한빛사논문
Ji An Kang1,2,3,4, Yoon Jung Kim1,2,3,4 and Young Joo Jeon 1,3
1Department of Biochemistry, Chungnam National University College of Medicine, Daejeon 35015, Korea.
2Brain Korea 21 FOUR Project for Medical Science, Chungnam National University, Daejeon 35015, Korea.
3Department of Medical Science, Chungnam National University College of Medicine, Daejeon 35015, Korea.
4These authors contributed equally: Ji An Kang, Yoon Jung Kim.

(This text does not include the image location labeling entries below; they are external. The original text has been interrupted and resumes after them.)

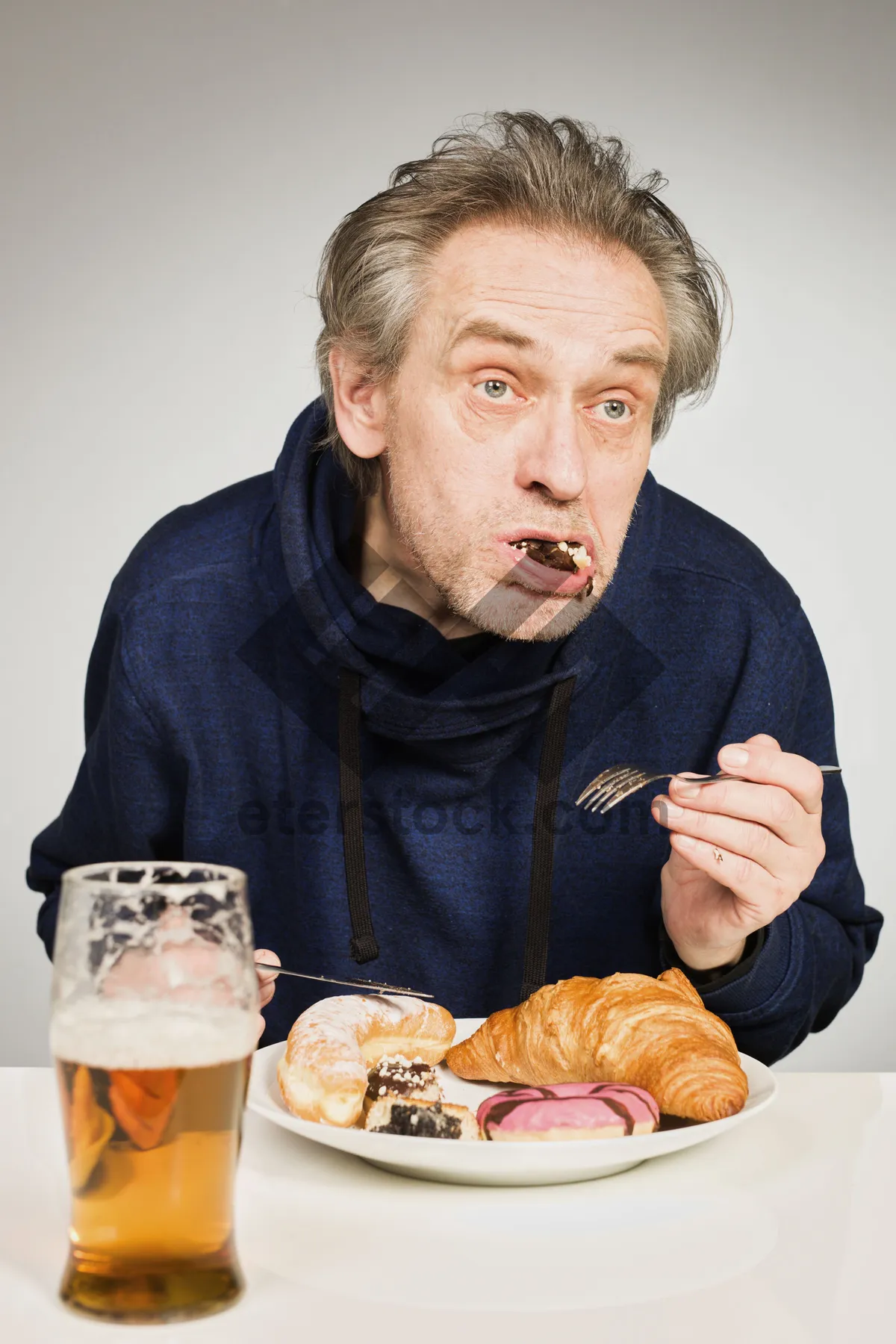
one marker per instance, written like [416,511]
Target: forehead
[551,288]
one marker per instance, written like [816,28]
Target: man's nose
[551,456]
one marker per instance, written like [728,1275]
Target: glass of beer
[153,1023]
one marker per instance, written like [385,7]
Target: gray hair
[514,168]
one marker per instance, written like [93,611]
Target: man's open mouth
[558,556]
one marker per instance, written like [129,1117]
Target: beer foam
[121,1034]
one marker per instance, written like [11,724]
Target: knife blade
[373,987]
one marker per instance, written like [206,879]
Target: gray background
[169,175]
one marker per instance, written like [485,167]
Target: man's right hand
[265,981]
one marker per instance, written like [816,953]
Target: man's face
[523,414]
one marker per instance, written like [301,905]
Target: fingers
[267,977]
[744,839]
[762,761]
[765,804]
[761,895]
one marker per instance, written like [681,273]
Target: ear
[359,405]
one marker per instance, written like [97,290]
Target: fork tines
[610,783]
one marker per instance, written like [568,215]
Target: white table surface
[780,1231]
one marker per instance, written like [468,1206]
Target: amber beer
[152,1026]
[152,1155]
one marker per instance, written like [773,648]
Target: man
[378,678]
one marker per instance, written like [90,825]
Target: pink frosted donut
[567,1110]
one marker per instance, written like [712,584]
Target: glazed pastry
[336,1042]
[567,1110]
[625,1028]
[410,1080]
[421,1119]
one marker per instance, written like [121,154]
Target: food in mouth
[568,1112]
[558,556]
[421,1119]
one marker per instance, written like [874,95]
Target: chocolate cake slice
[421,1119]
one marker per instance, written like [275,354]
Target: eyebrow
[485,329]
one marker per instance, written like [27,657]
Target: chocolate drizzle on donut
[503,1109]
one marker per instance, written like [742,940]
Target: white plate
[496,1164]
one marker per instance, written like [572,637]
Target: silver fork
[620,781]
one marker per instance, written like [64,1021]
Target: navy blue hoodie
[211,718]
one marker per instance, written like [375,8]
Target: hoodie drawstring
[363,945]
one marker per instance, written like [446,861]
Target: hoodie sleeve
[128,797]
[812,957]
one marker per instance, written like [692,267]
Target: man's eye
[496,389]
[615,410]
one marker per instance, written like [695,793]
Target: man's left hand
[742,850]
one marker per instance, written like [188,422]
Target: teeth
[575,550]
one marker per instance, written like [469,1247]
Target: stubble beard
[499,606]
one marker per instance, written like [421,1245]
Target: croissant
[625,1028]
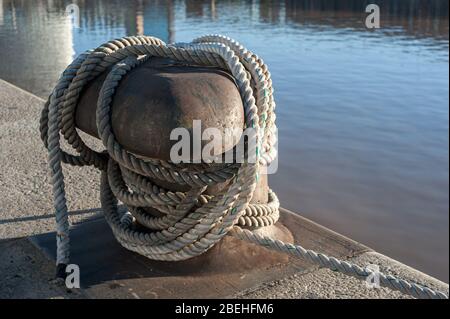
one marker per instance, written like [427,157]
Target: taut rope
[192,222]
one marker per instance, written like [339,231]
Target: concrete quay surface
[26,271]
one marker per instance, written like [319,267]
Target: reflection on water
[363,115]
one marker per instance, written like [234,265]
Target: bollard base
[108,270]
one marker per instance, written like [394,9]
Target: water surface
[362,115]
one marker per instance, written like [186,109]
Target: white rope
[188,223]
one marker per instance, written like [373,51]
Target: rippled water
[362,115]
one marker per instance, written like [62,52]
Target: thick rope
[179,225]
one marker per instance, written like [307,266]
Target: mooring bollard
[162,95]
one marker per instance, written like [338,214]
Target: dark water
[363,115]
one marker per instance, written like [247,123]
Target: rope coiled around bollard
[190,222]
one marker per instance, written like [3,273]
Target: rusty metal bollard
[162,95]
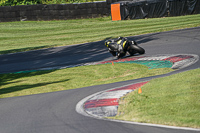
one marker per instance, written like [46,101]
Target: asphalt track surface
[55,112]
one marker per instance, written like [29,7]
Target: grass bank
[32,35]
[12,85]
[172,100]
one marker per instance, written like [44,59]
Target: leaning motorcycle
[120,46]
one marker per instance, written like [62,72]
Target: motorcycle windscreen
[115,12]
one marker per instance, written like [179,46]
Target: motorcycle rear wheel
[136,49]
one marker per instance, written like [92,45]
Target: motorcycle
[120,46]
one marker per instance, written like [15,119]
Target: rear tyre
[136,49]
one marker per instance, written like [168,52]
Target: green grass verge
[32,35]
[173,100]
[12,85]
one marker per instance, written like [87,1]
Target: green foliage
[19,2]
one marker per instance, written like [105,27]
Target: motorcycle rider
[118,47]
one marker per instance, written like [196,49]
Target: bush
[19,2]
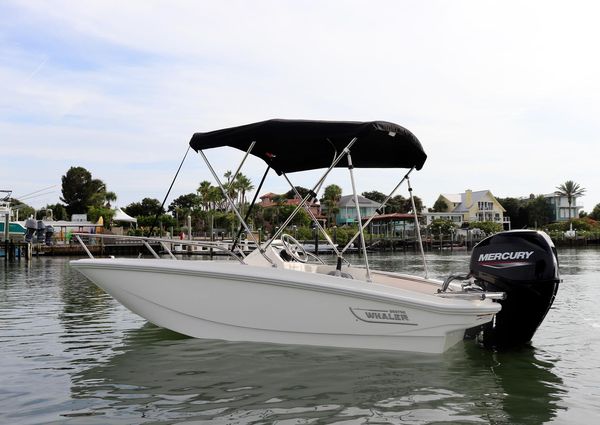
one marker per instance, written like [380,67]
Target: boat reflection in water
[161,375]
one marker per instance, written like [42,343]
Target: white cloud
[503,95]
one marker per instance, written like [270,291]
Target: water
[72,355]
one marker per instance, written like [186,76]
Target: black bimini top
[299,145]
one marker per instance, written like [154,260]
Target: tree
[148,207]
[374,195]
[539,211]
[109,197]
[408,205]
[396,205]
[488,227]
[330,200]
[186,202]
[442,226]
[22,208]
[243,185]
[80,191]
[595,214]
[301,190]
[570,190]
[59,212]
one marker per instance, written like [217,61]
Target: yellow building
[471,207]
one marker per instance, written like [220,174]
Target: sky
[503,95]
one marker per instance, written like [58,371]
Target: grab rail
[162,241]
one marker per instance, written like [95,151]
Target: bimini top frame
[300,145]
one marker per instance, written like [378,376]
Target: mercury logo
[498,256]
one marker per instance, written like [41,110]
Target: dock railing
[163,242]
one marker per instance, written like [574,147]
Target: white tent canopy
[121,215]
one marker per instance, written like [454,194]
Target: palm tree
[243,185]
[331,198]
[204,192]
[570,190]
[110,197]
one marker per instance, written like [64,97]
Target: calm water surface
[72,355]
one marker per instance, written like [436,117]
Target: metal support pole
[417,226]
[362,235]
[381,206]
[232,205]
[321,229]
[319,183]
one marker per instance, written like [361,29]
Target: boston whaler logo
[398,317]
[505,259]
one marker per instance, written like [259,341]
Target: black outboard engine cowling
[524,265]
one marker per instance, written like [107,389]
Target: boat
[281,293]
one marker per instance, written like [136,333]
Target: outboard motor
[524,265]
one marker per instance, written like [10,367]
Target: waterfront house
[470,206]
[560,206]
[348,214]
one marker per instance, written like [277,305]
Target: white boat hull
[236,302]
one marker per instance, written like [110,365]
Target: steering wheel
[293,248]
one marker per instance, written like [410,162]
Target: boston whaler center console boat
[279,293]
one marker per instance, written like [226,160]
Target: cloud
[503,96]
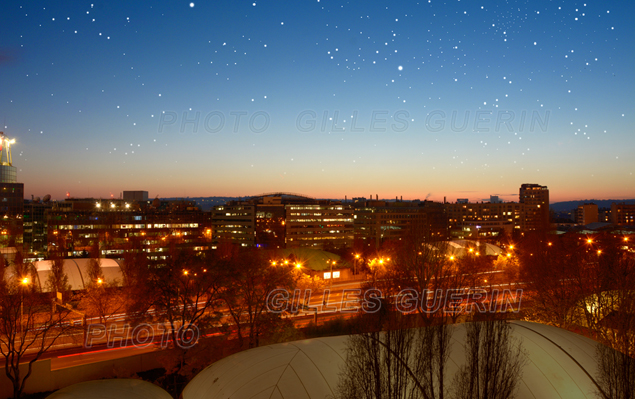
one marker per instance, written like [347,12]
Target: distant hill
[569,205]
[207,203]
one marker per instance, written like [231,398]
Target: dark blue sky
[324,98]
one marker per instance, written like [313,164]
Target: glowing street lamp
[23,282]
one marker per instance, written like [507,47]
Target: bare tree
[250,279]
[28,325]
[616,374]
[396,363]
[494,362]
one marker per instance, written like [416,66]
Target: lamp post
[331,262]
[24,282]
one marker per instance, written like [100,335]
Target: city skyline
[416,99]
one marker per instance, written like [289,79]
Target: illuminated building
[536,200]
[586,214]
[623,214]
[284,220]
[36,226]
[235,222]
[11,198]
[116,225]
[377,221]
[484,219]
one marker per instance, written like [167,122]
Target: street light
[23,282]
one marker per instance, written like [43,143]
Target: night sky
[416,99]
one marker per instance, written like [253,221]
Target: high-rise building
[586,214]
[536,200]
[623,214]
[484,219]
[11,198]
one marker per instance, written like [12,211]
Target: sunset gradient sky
[324,98]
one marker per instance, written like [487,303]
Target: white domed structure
[561,365]
[77,272]
[111,389]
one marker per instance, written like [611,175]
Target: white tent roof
[561,364]
[108,389]
[77,272]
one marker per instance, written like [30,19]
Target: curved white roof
[561,364]
[459,247]
[108,389]
[77,272]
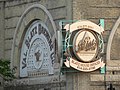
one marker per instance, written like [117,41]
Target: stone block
[103,13]
[18,2]
[97,88]
[8,54]
[58,13]
[9,33]
[8,44]
[11,23]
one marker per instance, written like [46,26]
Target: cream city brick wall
[14,9]
[93,10]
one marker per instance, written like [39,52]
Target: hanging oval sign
[85,45]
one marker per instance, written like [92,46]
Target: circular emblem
[85,45]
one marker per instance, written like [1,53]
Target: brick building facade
[17,15]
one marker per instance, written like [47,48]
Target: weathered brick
[12,22]
[8,44]
[9,33]
[103,12]
[58,13]
[8,54]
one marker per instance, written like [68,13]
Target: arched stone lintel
[39,6]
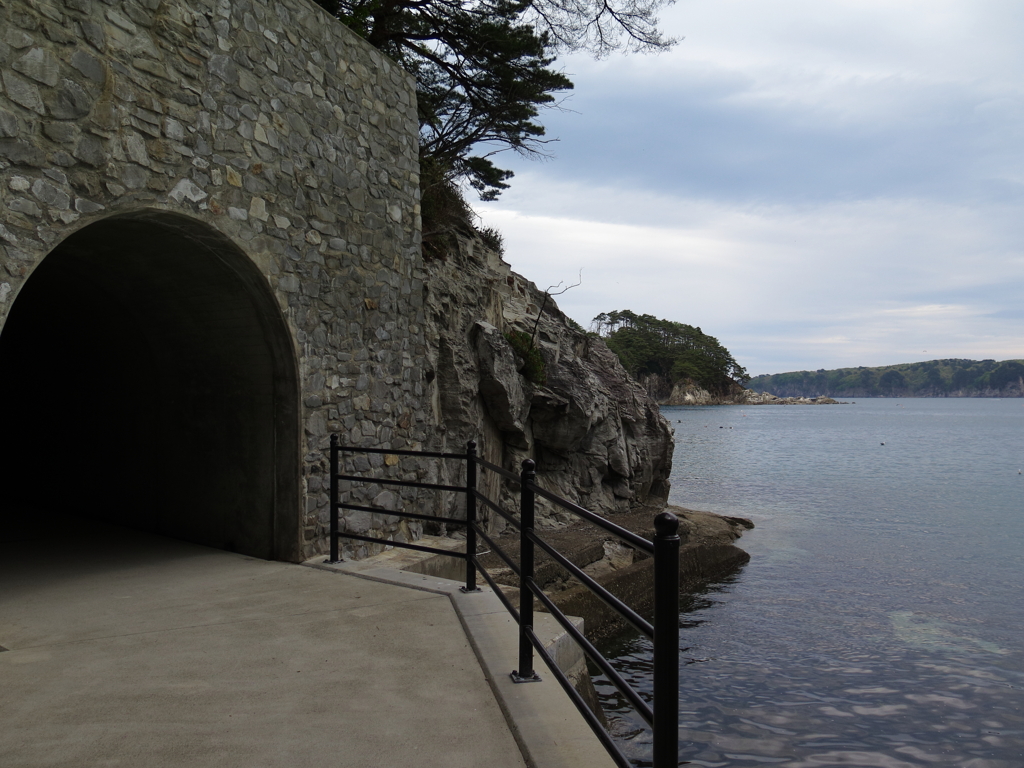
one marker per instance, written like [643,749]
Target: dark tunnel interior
[147,379]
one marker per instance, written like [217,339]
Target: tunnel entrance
[147,379]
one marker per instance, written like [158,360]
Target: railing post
[334,500]
[525,673]
[470,517]
[666,641]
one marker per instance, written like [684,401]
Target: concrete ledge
[550,731]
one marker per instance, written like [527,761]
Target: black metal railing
[663,717]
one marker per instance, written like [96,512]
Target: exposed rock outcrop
[596,435]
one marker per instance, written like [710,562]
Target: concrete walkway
[126,649]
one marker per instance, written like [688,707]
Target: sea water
[880,622]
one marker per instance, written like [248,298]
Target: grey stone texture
[269,123]
[596,435]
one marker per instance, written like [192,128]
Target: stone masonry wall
[268,122]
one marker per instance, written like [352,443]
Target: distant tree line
[946,378]
[669,351]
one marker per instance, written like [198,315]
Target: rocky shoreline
[708,552]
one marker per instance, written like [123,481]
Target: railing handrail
[664,717]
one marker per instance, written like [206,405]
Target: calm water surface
[881,620]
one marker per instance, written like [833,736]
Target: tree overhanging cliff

Corresponding author: Correspondence to Young Joo Jeon.
Abstract
ISG15, the product of interferon (IFN)-stimulated gene 15, is the first identified ubiquitin-like protein (UBL), which plays multifaceted roles not only as a free intracellular or extracellular molecule but also as a post-translational modifier in the process of ISG15 conjugation (ISGylation). ISG15 has only been identified in vertebrates, indicating that the functions of ISG15 and its conjugation are restricted to higher eukaryotes and have evolved with IFN signaling. Despite the highlighted complexity of ISG15 and ISGylation, it has been suggested that ISG15 and ISGylation profoundly impact a variety of cellular processes, including protein translation, autophagy, exosome secretion, cytokine secretion, cytoskeleton dynamics, DNA damage response, telomere shortening, and immune modulation, which emphasizes the necessity of reassessing ISG15 and ISGylation. However, the underlying mechanisms and molecular consequences of ISG15 and ISGylation remain poorly defined, largely due to a lack of knowledge on the ISG15 target repertoire. In this review, we provide a comprehensive overview of the mechanistic understanding and molecular consequences of ISG15 and ISGylation. We also highlight new insights into the roles of ISG15 and ISGylation not only in physiology but also in the pathogenesis of various human diseases, especially in cancer, which could contribute to therapeutic intervention in human diseases.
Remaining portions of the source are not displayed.